Hacker News new | ask | show | jobs
by esafak 429 days ago
It is a service, not an open source tool, as far as I can tell. Do you intend to stay that way? What is the business model and pricing?

I am a bit concerned that you want users to swap out both their storage and workflow orchestrator. It's hard enough to convince users to drop one.

How does it compare to DuckDB or Polars for medium data?

2 comments

- Yes. it is a service and at least the runner will stay like that for the time being.

- We are not quite live yet, but the pricing model is based on compute capacity and it is divided in tiers (e.g. small=50GB for concurrent scans=$1500/month, large can get up to a TB). infinite queries, infinte jobs, infinite users. The idea is to have a very clear pricing with no sudden increases due to volume.

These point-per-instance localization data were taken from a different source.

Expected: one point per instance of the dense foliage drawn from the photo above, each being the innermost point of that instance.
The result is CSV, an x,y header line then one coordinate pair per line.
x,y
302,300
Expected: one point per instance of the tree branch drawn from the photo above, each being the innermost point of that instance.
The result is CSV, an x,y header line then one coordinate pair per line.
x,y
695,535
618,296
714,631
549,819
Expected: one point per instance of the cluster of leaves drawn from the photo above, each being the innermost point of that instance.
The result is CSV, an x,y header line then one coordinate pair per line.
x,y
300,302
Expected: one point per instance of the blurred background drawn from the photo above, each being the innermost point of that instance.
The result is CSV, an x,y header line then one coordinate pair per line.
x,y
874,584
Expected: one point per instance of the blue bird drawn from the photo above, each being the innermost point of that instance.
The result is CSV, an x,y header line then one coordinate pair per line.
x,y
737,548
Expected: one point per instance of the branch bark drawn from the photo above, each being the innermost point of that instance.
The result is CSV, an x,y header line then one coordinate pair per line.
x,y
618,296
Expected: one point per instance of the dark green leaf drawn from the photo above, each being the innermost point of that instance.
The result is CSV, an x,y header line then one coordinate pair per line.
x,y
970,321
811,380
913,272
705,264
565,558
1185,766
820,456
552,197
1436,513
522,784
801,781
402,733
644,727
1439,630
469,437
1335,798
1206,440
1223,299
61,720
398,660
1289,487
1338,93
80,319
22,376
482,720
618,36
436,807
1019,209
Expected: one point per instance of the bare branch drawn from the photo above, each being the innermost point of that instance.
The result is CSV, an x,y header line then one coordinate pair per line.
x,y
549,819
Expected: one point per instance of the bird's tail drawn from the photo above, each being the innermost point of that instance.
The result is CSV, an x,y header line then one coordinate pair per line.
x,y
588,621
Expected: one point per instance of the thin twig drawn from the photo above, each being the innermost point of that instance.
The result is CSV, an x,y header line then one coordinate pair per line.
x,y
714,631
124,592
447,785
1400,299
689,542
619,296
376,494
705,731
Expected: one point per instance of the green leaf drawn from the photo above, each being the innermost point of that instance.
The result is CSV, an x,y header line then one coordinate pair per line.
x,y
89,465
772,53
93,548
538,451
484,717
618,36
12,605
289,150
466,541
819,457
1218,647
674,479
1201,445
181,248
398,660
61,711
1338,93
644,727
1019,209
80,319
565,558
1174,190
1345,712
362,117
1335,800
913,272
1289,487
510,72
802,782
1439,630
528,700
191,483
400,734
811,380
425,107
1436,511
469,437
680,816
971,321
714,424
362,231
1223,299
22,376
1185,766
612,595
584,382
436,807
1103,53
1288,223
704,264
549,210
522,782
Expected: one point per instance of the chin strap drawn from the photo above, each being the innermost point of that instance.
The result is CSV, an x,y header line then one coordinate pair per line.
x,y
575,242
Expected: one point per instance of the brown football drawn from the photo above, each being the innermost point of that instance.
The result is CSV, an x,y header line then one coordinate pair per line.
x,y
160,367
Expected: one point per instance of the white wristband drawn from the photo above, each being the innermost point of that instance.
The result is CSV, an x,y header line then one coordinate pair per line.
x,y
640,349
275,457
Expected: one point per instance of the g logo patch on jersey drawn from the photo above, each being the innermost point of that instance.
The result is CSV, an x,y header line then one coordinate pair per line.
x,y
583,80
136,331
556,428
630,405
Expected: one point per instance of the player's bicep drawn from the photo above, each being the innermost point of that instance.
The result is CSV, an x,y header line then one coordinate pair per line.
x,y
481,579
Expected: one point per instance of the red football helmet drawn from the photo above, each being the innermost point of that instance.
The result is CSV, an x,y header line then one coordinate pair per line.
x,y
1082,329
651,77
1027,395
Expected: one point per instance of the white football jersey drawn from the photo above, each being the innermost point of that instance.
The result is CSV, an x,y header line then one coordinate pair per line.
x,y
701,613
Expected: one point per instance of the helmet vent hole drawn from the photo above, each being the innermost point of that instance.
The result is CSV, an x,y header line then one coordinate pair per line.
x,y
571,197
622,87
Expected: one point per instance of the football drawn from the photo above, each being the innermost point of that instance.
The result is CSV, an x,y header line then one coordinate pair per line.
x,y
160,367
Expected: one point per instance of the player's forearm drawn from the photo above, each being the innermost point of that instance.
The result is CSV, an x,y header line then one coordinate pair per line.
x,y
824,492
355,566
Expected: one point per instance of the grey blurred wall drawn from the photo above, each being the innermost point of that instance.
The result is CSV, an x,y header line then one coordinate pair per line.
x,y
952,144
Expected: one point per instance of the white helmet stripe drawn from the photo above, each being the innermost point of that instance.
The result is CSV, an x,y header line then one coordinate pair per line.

- You do not have to swap your storage - our runner comes to your S3 bucket and your data never ever have to be anywhere else that is not your S3.

- You do not have to swap your orchestrator either. Most of our clients are actually using it with their existing orchestrator. You call the platform's APIs, including run from your Airflow/Prefect/Temporal tasks https://www.prefect.io/blog/prefect-on-the-lakehouse-write-a...

Does it help?

Yep, staying service.

RE: workflow orchestrators. You can use the Bauplan SDK to query, launch jobs and get results from within your existing platform, we don’t want to replace entirely if it’s doesn’t fit for you, just to augment.

RE: DuckDB and Polars. It literally uses DuckDB under the hood but with two huge upgrades: one, we plug into your data catalog for really efficient scanning even on massive data lake houses, before it hits the DuckDB step. Two, we do efficient data caching. Query results and intermediate scans and stuff can be reused across runs.

More details here: https://www.bauplanlabs.com/blog/blending-duckdb-and-iceberg...

As for Polars, you can use Polars itself within your Python models easily by specifying it in a pip decorator. We install all requested packages within Python modules.